Adding and Subtracting Decimal Numbers, Part 1
Adding and subtracting decimal numbers is introduced in Grade 4, Saxon Math Intermediate 4 Chapter 5. The fundamental rule is to line up the decimal points vertically before computing. Students add placeholder zeros where needed—for example, 1.2 becomes 1.20 when paired with a number like 3.45. After aligning, addition or subtraction proceeds column by column from right to left, and the decimal point drops straight down into the answer. Real-world money problems reinforce the skill, such as finding change after paying with a 10 dollar bill for items totaling 8.25 dollars.
Key Concepts
New Concept We add or subtract decimal numbers by lining up the decimal points and then add or subtract.
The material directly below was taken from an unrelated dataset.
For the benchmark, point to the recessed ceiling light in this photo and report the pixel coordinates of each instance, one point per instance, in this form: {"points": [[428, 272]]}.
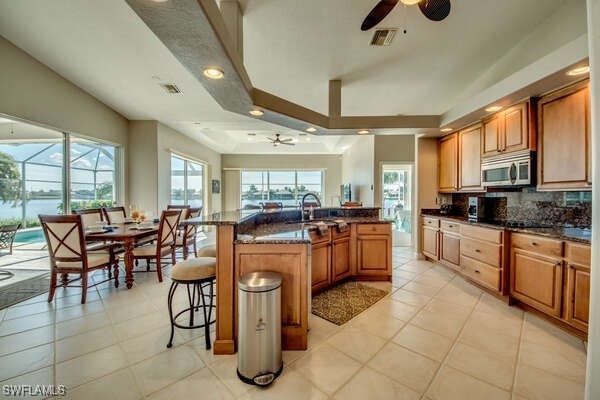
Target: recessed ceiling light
{"points": [[579, 71], [213, 72], [493, 108]]}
Why it matters This course is your training ground for algebra, where you'll learn to solve complex puzzles using the language of math. Starting with decimals teaches you the precision needed to handle any number, a core skill for unlocking powerful new problem solving methods later on.
What’s next Next, you’ll apply this rule to solve problems involving money and measurements, ensuring your calculations are precise every time.
Common Questions
What is the most important rule when adding or subtracting decimal numbers?
Always line up the decimal points vertically before computing. This ensures digits of the same place value are added together.
How do I add 1.2 and 3.45?
Write 1.2 as 1.20 to match the two decimal places of 3.45. Then align decimal points and add: 1.20 plus 3.45 equals 4.65.
How do I subtract a decimal from a whole number like 10 minus 8.25?
Write 10 as 10.00 to add the decimal point and placeholder zeros. Then align and subtract: 10.00 minus 8.25 equals 1.75.
What are placeholder zeros and why are they used?
Placeholder zeros are added to the end of a decimal to match the number of decimal places in another number. They do not change the value but allow proper alignment for computation.
Why does the decimal point drop straight down into the answer?
Because the decimal point separates the whole number from the fractional part. Its position must be preserved consistently in the result.